GothenburgBitFactory / taskchampion

Personal task-tracking library
MIT License
79 stars 20 forks source link

Reconsider "level" of the Task/TaskMut interface #372

Closed djmitche closed 2 months ago

djmitche commented 1 year ago

The problem that brought me [to GothenburgBitFactory/taskwarrior#3029] is, Taskwarrior mostly doesn't call functions like set_description or add_annotation -- it interfaces directly with the key/value pairs that make up a task, via set_value. But it does call set_status since that updates the working set. So the issue was that Taskwarrior would call

and the second call would not "see" that the modified timestamp had already been set, and would do so again. On import, this causes a problem by setting the "modified" timestamp of all tasks to the time the import occurred.

Overall, this is a major "impedance mismatch" between TC and TW: TW wants to handle tasks as key/value maps, while TC was really designed for API consumers to call methods that embody more knowledge about the meaning of particular keys. These are more than just convenience wrappers, though: they also have this set-the-modified-timestamp thing, as well as automatically updating the working set. And (referring to GothenburgBitFactory/taskwarrior#3028) it might be good to cache parent/child relationships as well, to avoid having to load most of the pending tasks one-by-one. I've been mulling this over for a while but haven't come up with a concrete way to do better.

Originally posted by @djmitche in https://github.com/GothenburgBitFactory/taskwarrior/issues/3029#issuecomment-1414569579

djmitche commented 1 year ago

cc @ryneeverett continuing discussion from GothenburgBitFactory/taskwarrior#3029.

ryneeverett commented 1 year ago

A better understanding of why we're dissatisfied with the current interface would be helpful for developing and evaluating solutions. When a refactor doesn't solve a concrete problem or enable a concrete use case, it can be difficult to tell whether it is an actual improvement. In the case of GothenburgBitFactory/taskwarrior#3029, I would suggest that we were uncomfortable with that solution because it was not encapsulated in TaskMut but rather dependent upon the consumer manually setting the "modified' attribute before calling a method which automatically calls TaskMut::update_modified().
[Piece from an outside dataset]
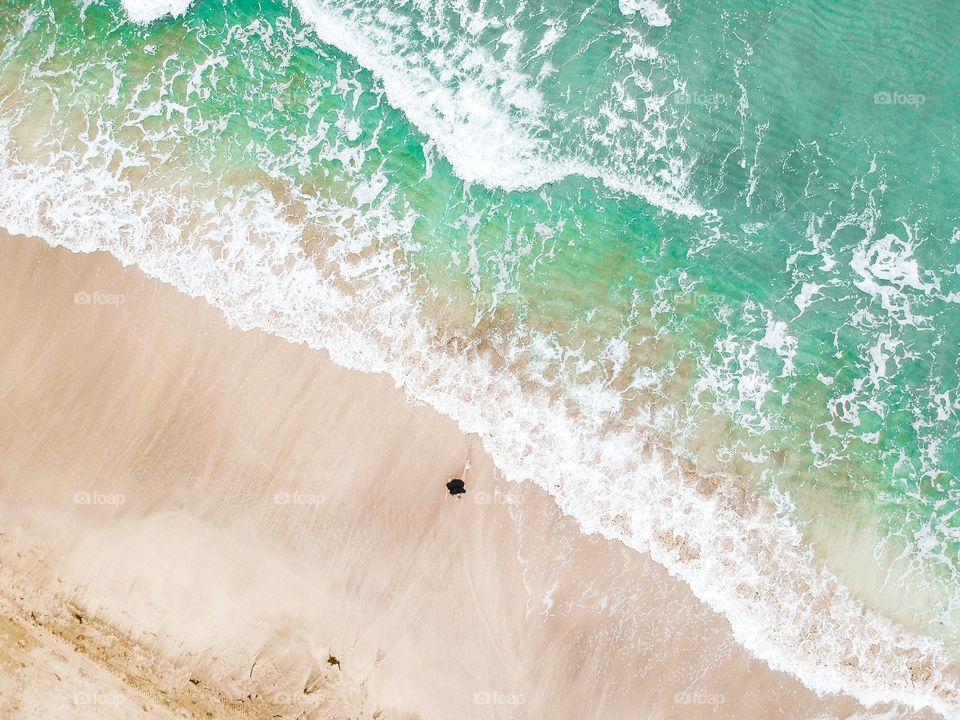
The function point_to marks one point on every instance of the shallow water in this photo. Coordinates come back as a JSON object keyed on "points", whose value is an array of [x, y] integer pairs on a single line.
{"points": [[634, 247]]}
(In fact, I can't tell if GothenburgBitFactory/taskwarrior#3029 reliably fixes that. Looking at TDB2::add, it appears that the "modified" attribute has to be before "status" in the task.all() iteration or it will get automatically set by TaskMut::set_status() -> TaskMut::set_string() -> TaskMut::update_modified(). Is there any guarantee of that attribute iteration order? I'm not able to follow the Task construction from CmdImport::importSingleTask all the way to taskchampion. I think it goes through TCTask but I don't see exactly where/how a json object of task attributes constructs a Task task (obj);, so I don't know what kind of object we're dealing with here.)
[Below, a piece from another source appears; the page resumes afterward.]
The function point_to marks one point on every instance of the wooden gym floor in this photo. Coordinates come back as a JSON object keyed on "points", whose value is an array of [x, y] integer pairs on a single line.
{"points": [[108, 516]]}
Does the "impedence mismatch" manifest itself anywhere other than task imports? Can we envision any use case for a lower-level interface other than the import command?

Of the four "dynamic defaults" listed in CmdImport (uuid, modified, entry, and end), it seems that "modified" is the only one that is dynamically set within the Task/TaskMut implementations and the rest are implemented in Replica::new_task. This suggests that Task/TaskMut are the natural low-level interface and we just need to extract the high-level features (automatic TaskMut::update_modified() and conditional TaskMut::replica.add_to_working_set(self.uuid)). Some different ideas in no particular order:

  1. CmdImport::importSingleTask could propagate an argument to construct tasks that already have updated_modified=true. (E.g.: Context::getContext ().tdb2.add (task, default_attrs=false);)
  2. TaskMut could have a field storing a HashMap of modified attributes and wait to "commit" them all to the replica at once. Then we wouldn't need to worry about changing the "modified" attribute multiple times and it would only get automatically set if it isn't already in the HashMap when committing. On commit it could conditionally update the working set. It seems like this is essentially the way TaskMut is supposed to be used anyway since it can't mutate the "modified" attribute more than once. But I'm not sure how easy it would be to implement automatic commit or how much friction requiring a manual TaskMut::commit() would be.
  3. A high-level TaskMut::import(&mut self, attrmap: HashMap) could set updated_modified=true, conditionally update the working set, and then iterate over the attrmap, calling self.set_value().
  4. A high-level TaskMut::set(&mut self, attrmap: HashMap) could be the exclusive public interface. If "modified" is not in attrmap it gets a dynamic default. Then it conditionally updates the working set, and iterates over the attrmap, calling self.set_value(). (In fact, couldn't we have a Task::set create the TaskMut and do the whole operation in that method? That question probably reveals that I don't really understand the rationale behind the Task/TaskMut distinction.)
djmitche commented 1 year ago

Does the "impedence mismatch" manifest itself anywhere other than task imports? Can we envision any use case for a lower-level interface other than the import command?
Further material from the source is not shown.